Just before the pandemic, my colleague Tyler Martin started a project that involved buying and building robots for automatic solution mixing. Tyler invited me to look at the hardware and help with a few small issues. When the devices arrived, I kept slipping out to the lab to work on the software for them and tinker with how they moved solutions around. I wanted to understand and exploit the capabilities to get real results. Eventually, this “hobby” became my main scientific focus.

This project has been so fulfilling to me. We’re getting great results and really solving meaningful problems with the companies we work with. What started as a small team of two has grown into a network of students, postdocs, scientific collaborators and other facility scientists who span the globe. 

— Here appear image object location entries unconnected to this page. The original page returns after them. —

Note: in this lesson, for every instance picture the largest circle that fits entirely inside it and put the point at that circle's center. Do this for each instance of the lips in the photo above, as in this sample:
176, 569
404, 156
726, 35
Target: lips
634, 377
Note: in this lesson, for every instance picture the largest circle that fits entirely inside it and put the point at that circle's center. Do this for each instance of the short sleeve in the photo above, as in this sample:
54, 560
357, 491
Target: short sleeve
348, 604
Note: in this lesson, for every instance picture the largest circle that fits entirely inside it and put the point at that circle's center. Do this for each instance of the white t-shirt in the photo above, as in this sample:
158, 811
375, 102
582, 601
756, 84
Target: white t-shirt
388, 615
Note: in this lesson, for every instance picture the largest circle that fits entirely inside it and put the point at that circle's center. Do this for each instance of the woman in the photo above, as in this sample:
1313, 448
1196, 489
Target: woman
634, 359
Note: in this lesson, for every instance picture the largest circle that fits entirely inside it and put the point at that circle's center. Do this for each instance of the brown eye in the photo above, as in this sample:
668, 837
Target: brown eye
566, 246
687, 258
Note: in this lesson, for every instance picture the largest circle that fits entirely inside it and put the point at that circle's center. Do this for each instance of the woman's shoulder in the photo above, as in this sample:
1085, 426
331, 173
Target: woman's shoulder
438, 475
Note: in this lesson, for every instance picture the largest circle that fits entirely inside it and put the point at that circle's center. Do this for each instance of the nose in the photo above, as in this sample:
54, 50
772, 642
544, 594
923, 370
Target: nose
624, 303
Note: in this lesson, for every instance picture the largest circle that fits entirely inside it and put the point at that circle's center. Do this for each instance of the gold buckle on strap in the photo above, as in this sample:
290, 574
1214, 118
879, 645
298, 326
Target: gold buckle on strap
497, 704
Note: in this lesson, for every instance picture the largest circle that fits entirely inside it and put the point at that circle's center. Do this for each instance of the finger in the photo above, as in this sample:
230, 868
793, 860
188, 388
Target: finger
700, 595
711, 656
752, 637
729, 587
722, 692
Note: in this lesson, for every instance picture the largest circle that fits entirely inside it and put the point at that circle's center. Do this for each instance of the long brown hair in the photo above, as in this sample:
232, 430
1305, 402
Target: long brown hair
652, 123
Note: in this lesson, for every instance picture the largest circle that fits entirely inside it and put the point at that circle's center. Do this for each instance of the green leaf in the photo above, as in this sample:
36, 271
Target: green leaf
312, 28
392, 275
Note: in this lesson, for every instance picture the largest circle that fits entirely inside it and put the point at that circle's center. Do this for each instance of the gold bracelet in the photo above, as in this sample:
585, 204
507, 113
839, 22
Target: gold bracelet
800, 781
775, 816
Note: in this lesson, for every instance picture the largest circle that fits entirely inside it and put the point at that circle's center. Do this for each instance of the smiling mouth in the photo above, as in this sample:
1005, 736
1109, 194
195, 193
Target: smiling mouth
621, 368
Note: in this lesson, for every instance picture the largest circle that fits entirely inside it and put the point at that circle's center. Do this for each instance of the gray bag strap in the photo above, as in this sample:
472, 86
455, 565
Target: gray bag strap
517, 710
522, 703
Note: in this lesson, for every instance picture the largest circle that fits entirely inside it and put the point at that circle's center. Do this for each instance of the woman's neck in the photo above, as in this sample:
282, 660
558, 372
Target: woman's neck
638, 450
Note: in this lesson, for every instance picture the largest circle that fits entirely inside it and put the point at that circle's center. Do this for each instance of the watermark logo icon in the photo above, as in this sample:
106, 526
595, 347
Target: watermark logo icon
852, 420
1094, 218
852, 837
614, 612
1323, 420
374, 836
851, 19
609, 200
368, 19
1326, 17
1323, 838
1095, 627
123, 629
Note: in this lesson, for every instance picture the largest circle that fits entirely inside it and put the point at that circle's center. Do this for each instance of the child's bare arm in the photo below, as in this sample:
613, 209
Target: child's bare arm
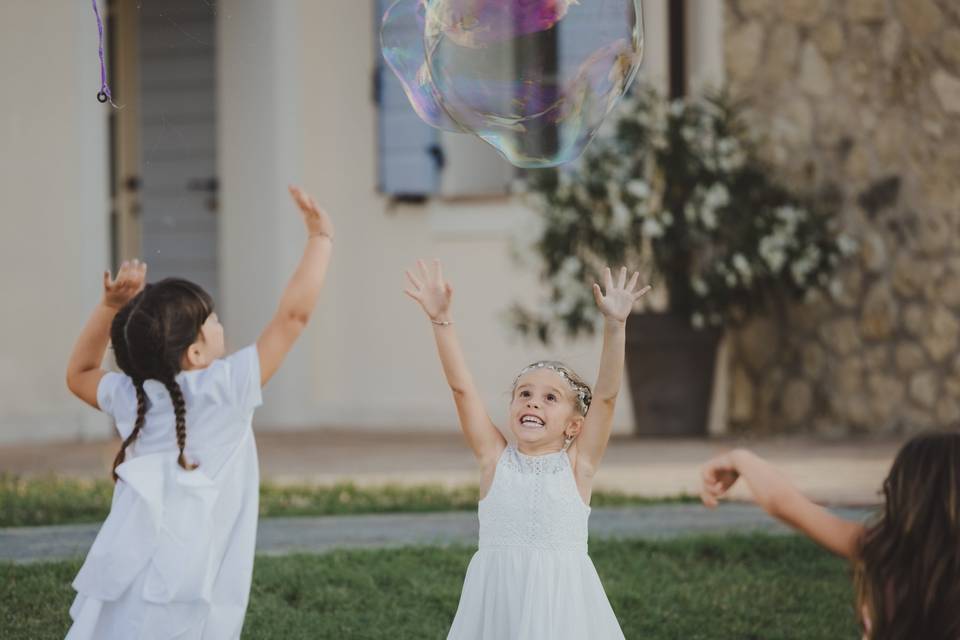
434, 295
84, 367
302, 292
778, 496
615, 306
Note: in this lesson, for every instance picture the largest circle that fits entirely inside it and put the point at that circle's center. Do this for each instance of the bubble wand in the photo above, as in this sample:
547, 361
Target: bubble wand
103, 95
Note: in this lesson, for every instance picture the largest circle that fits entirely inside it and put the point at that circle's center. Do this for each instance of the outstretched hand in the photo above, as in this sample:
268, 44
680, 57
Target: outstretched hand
618, 300
130, 280
717, 476
430, 290
316, 219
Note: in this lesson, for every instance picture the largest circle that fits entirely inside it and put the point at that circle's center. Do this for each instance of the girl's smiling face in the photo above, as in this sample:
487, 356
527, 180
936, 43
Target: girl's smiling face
543, 412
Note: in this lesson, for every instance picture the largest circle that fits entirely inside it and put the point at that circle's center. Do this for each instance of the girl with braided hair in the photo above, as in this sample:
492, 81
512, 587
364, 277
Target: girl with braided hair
905, 560
174, 558
531, 577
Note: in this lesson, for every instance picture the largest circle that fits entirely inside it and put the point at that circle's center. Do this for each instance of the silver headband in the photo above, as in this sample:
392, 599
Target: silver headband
584, 396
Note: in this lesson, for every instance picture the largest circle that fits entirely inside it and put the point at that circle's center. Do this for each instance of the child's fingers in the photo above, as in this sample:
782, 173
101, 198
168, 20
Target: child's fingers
417, 285
422, 271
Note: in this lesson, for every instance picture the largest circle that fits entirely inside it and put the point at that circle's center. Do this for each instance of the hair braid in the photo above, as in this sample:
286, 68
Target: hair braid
180, 411
150, 336
137, 426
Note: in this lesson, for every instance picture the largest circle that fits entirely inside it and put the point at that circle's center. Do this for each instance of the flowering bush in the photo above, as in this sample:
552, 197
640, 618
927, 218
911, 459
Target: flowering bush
680, 190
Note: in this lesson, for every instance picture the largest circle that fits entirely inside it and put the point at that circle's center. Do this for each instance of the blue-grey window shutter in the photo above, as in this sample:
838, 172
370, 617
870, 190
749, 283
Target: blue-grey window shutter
580, 37
409, 154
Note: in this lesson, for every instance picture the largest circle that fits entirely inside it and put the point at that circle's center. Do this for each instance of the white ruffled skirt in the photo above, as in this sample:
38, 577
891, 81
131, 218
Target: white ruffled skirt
174, 558
521, 593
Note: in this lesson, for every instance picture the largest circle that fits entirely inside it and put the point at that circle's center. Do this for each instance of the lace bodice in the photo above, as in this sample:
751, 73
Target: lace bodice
534, 503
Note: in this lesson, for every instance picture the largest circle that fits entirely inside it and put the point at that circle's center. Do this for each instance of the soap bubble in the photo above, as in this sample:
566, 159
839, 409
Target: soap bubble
401, 41
533, 78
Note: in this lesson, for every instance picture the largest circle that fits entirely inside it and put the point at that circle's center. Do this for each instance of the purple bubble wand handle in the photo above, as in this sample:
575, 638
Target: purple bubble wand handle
103, 95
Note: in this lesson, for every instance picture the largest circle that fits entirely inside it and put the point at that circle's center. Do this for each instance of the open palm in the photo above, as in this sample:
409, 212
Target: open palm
430, 289
617, 300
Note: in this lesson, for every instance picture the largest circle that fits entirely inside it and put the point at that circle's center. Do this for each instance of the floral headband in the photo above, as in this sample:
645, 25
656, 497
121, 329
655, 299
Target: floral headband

When you get to come to work and build and troubleshoot robots to tackle fundamental questions about the universe that impact billions of people, you have a pretty great job. I’m especially lucky to work with the fantastic team we’ve built; there’s literally nothing I would rather be doing. I’m living my 10-year-old self’s dream life — building robots and changing the world. 

Looking Ahead

While this approach has tremendous promise, we need to scale it up so that more companies can use it in their product formulation processes. 

We’re publishing our methodology for anyone who wants to recreate it. We’re also working with the companies in the nSoft consortium and providing them with hands-on support in recreating this in other facilities like ours around the country.

As this technology continues to evolve, we can look forward to more effective and innovative products across a wide range of industries — all thanks to a system that never stops learning and improving.